Suele pensarse que las artes son para unos cuantos entendidos, pero es la decisiva acción del Estado, a través de la educación artística, la creación de públicos y del acceso a la cultura, la que hará posible que el arte sea apreciado por sectores mucho más amplios. Hemos sostenido que garantizaremos el derecho a la cultura; para ello, nos dimos a la tarea de buscar a los agentes culturales de las comunidades más remotas del país, a las que no solo se asiste a fin de desarrollar sus capacidades e inquietudes artísticas, sino a las que se invita a integrar un enriquecedor intercambio entre maestros del arte popular y del contemporáneo. Durante estos días, el Fonca desarrolla el Segundo Encuentro de Jóvenes Creadores en Puebla y en Tlaxcala. En ese último estado, fotógrafos y directores de escena (miembros todos del Sistema Nacional de Creadores) trabajaron con la comunidad de dos municipios; a ella mostraron las posibilidades de transformación de una mirada y una realidad a través de la lente de una cámara o de la expresión corporal; en retribución, los fotógrafos y directores recibieron de dicha comunidad los plenos poderes del ojo y del cuerpo como motores de la vida, la identidad, el trabajo y el arte.
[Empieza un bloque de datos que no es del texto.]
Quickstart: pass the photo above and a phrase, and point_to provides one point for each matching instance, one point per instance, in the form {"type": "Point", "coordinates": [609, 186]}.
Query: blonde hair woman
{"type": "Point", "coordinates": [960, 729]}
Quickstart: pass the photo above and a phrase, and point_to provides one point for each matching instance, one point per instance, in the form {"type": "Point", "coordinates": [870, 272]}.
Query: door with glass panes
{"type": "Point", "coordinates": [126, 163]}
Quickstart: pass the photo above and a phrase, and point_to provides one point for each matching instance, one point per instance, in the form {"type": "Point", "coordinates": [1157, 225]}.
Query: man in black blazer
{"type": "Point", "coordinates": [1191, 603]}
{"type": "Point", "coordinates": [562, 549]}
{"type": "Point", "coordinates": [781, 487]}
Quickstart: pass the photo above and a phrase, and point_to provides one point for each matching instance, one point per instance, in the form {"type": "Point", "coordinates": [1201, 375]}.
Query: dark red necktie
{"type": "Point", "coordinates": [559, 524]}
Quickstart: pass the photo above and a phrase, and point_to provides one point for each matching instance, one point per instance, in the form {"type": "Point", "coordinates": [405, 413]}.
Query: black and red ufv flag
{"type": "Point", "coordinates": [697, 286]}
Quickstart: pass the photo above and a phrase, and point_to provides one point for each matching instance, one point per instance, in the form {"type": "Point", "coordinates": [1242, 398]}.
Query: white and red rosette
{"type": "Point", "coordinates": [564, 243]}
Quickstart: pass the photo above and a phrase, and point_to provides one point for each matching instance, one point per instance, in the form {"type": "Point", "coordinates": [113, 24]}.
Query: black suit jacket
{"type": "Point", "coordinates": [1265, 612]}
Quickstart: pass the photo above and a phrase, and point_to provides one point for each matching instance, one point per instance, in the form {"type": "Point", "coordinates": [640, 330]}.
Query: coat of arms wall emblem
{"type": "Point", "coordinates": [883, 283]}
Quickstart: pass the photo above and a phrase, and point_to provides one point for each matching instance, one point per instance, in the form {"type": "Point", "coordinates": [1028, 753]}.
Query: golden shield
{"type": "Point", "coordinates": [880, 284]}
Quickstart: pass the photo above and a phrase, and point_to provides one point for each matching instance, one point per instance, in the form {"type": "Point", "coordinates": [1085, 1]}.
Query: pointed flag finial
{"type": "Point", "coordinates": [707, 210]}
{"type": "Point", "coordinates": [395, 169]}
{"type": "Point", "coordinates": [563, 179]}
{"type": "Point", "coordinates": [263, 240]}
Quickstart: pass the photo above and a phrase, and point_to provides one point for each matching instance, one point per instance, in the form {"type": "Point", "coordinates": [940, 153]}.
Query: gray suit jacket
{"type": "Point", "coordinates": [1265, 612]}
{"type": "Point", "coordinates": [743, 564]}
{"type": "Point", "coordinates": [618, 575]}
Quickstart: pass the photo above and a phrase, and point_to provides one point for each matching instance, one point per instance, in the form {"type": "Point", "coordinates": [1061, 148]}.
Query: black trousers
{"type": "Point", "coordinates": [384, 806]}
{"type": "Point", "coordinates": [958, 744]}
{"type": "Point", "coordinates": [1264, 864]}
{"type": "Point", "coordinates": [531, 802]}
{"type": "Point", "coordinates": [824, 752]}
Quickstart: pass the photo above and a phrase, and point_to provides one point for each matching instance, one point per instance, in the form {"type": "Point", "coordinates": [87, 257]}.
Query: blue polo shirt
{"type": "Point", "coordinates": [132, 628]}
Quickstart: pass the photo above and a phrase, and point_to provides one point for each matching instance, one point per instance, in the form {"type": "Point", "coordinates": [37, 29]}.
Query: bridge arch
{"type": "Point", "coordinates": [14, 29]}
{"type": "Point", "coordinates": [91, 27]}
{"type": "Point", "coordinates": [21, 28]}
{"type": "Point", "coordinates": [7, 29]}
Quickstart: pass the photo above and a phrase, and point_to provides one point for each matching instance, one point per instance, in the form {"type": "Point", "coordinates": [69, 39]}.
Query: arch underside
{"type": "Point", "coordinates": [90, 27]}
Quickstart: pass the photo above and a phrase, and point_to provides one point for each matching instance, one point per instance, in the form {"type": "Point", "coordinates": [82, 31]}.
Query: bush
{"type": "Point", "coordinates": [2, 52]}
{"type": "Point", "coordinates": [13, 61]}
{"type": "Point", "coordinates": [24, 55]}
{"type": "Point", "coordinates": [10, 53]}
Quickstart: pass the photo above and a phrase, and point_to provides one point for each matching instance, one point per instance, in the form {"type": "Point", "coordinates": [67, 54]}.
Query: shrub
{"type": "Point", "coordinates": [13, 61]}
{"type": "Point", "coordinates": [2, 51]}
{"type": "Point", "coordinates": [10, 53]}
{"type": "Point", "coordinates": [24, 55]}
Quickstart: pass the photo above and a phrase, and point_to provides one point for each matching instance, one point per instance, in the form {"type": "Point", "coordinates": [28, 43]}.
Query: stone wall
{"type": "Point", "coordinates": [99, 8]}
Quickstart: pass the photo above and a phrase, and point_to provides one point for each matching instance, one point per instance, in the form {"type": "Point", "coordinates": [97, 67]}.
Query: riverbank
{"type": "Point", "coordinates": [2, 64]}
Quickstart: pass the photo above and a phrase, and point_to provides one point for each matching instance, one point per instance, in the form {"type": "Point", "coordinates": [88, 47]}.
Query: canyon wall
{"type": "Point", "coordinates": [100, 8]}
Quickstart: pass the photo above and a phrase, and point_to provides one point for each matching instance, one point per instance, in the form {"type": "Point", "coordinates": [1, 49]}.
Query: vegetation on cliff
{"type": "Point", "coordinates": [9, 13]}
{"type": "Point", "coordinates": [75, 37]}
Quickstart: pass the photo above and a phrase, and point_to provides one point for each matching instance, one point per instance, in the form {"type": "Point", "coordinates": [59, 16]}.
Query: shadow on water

En la Secretaría de Cultura, austeridad no significa menos apoyo a las artes; por el contrario, los estímulos y fondos para impulsar la creación artística no solo están garantizados, sino que aumentaron; por ejemplo, el apoyo a festivales creció de 12 millones de pesos a 110 millones de pesos, pensando que uno de nuestros ejes rectores es redistribuir la riqueza cultural. El cine mexicano vive uno de sus mejores momentos, por ello hemos garantizado el apoyo a festivales, los montos en los estímulos fiscales y el nuevo IMCINE, con espíritu descentralizador, nos acerca nuevas miradas. El diálogo con el mundo es obligado, la austeridad y la eficacia administrativa no se contraponen al intercambio de saberes y prácticas que enriquecen nuestra cultura y amplían nuestro horizonte, gracias al nuevo Consejo de Diplomacia Cultural, creadores de toda índole están teniendo oportunidad de insertarse en circuitos culturales internacionales.
Un sistema más justo de política cultural reconoce la superpotencia cultural y artística que somos desde (y debido a) nuestra diversidad. Tal sistema debe tender puentes para que mundos en supuesta oposición se reconozcan como su mutuo espejo: ese es, a un tiempo, nuestro desafío y privilegio mayores.